Borrowing in 2022-23 is then £16 billion higher than we forecast in October, at £99 billion (3.9 per cent of GDP). That reflects record-high debt interest costs of £83.0 billion, double our October forecast, and near-term rebates and tax cuts that inject £17.6 billion into the economy. The latter offset half the blow to household finances from higher energy and fuel bills and a third of the overall fall in living standards that households would otherwise have faced. Over half the £9 billion in energy costs support is recouped over the subsequent five years, while the 5p fuel duty cut is to be more-than-fully reversed next year. The ‘pay later’ phase of these measures comes when energy bills are set to fall back.

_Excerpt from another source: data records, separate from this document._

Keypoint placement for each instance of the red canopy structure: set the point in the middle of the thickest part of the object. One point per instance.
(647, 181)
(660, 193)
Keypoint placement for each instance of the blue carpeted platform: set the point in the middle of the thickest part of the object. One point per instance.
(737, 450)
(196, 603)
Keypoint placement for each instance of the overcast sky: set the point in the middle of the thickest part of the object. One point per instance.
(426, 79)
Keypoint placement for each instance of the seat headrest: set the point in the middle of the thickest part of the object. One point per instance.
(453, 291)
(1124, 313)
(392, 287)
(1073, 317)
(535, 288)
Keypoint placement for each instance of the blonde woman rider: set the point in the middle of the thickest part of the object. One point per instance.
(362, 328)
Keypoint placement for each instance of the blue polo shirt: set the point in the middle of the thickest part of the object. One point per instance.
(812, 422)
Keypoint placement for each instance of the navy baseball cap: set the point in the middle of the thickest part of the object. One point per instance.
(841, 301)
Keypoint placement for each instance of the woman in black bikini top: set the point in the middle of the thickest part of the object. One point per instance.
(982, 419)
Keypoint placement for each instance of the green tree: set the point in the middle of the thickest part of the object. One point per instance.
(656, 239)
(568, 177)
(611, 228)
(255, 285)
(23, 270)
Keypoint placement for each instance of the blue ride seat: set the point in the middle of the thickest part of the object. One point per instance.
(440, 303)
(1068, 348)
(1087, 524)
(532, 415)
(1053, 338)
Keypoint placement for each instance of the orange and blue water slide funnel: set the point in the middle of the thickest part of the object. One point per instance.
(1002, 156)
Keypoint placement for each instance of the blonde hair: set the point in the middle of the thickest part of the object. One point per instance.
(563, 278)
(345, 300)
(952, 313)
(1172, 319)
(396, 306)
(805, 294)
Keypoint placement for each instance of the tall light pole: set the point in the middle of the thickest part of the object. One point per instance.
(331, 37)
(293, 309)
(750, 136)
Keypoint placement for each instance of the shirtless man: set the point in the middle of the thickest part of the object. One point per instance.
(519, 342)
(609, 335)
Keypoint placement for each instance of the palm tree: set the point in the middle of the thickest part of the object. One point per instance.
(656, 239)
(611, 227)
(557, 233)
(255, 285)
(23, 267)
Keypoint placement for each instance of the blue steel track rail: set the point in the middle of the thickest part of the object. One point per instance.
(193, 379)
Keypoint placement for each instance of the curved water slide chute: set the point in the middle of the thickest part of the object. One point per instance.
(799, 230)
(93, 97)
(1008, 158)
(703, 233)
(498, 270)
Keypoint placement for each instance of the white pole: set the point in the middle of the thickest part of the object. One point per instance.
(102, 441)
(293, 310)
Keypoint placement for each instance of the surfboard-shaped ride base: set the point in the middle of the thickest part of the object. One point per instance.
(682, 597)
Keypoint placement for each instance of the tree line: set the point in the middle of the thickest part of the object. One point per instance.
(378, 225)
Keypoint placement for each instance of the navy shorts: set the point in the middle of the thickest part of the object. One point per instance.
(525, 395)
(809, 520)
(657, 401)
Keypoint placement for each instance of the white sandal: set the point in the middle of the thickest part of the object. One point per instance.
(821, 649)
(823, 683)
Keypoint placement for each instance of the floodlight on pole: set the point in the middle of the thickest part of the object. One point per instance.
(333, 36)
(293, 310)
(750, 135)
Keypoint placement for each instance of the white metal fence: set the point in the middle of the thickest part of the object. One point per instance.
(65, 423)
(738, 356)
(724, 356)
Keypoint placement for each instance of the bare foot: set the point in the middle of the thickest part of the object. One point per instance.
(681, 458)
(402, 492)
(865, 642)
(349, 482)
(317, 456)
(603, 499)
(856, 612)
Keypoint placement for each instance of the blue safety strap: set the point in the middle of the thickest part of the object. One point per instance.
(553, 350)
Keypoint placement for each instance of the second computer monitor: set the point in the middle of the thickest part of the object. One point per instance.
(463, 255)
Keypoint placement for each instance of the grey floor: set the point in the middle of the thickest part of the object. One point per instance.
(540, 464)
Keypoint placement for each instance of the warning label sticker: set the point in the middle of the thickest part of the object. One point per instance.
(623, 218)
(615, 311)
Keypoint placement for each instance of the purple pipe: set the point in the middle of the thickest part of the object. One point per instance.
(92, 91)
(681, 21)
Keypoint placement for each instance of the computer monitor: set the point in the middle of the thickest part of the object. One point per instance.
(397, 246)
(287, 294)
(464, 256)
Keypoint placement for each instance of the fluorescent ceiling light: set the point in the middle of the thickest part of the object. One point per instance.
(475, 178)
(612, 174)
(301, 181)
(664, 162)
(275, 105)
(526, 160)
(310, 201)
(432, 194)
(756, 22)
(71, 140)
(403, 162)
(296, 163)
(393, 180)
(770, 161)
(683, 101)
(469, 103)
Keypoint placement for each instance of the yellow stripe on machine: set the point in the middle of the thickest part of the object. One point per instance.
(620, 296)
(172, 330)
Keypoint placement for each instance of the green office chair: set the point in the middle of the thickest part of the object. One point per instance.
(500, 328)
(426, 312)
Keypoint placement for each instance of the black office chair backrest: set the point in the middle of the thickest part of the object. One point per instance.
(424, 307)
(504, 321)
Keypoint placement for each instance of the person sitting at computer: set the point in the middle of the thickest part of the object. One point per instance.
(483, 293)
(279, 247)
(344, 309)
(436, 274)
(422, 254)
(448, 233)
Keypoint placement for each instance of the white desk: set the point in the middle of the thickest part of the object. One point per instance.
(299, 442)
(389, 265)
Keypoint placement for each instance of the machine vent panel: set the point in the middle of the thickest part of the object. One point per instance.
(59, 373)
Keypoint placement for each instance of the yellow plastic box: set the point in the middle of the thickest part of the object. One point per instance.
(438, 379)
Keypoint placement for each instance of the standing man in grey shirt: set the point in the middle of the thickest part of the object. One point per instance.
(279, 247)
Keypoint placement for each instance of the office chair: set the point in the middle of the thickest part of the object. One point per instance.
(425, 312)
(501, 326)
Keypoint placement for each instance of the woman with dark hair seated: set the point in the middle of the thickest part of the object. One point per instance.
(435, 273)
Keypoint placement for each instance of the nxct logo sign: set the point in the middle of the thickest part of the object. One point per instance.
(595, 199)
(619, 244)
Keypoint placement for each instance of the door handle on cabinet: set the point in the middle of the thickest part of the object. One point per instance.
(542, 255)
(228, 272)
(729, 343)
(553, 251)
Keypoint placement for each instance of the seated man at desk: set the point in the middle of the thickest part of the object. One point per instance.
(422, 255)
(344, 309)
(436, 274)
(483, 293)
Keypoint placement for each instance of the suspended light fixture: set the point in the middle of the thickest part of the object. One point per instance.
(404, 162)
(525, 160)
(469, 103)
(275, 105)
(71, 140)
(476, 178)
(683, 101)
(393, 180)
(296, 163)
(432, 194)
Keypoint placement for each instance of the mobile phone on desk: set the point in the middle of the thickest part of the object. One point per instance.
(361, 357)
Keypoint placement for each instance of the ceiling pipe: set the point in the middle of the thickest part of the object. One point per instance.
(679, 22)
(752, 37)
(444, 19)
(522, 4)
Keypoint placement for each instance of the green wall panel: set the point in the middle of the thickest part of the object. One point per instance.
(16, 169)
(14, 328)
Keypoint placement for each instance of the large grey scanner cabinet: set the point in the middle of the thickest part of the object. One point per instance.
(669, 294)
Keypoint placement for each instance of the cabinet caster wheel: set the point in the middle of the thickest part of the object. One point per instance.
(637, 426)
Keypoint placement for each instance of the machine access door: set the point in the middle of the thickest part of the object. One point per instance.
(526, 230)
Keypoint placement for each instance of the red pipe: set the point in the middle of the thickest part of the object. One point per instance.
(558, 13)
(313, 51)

Before taking account of the policies in this Spring Statement, positive news since October has led us to revise up receipts by £37 billion in 2024-25 – the Government’s fiscal target year. Higher inflation and interest rates mean nearly two-thirds of that is consumed by higher spending (revised up £23 billion in 2024-25), leaving a net £14 billion (0.5 per cent of GDP) pre-measures borrowing windfall. Student loans reforms that reduce the share of loan balances expected to go unpaid free up a further £5 billion, leaving almost £20 billion of fiscal room for manoeuvre in the target year at this Spring Statement. Cuts to personal taxes costing £10 billion consume just over half of that, with the remainder reducing borrowing. In the process the Chancellor has undone just over a quarter of the overall value of the personal tax rises he announced last year and around a sixth of the overall net tax rises he has announced since becoming Chancellor.
Public sector net debt excluding the Bank of England falls by 1.0 per cent of GDP in 2024-25, a margin of £27.8 billion against the Government’s fiscal mandate, £10.3 billion greater than in our October EFO. And the current budget is in surplus by £31.6 billion (1.2 per cent of GDP), up £6.5 billion from October. History suggests these margins would be consistent with a 58 and 66 per cent chance of meeting each fiscal target respectively, broadly in line with the headroom previous Chancellors have given themselves.
But few of these fiscal targets were actually met in the past and there are numerous risks to the outlook at present. Higher energy prices and inflation as a result of a longer war in Ukraine or tougher international sanctions would reduce the Chancellor’s headroom by over £4 billion in our illustrative scenario. There could be pressure to: provide further support for households in the event of another large rise in the energy price cap in October; address the 5 per cent fall in the real value of welfare benefits in 2022-23; or cancel next year’s fuel duty super-indexation that would raise petrol prices 6 per cent overnight and be the first duty increase in 12 years. In the medium term, a sustained increase in global energy prices could lower potential output for a net energy importer like the UK, damaging fiscal prospects. And while successful vaccines have reduced pandemic-related uncertainties, the recent rise in hospitalisations demonstrate that Covid remains a risk.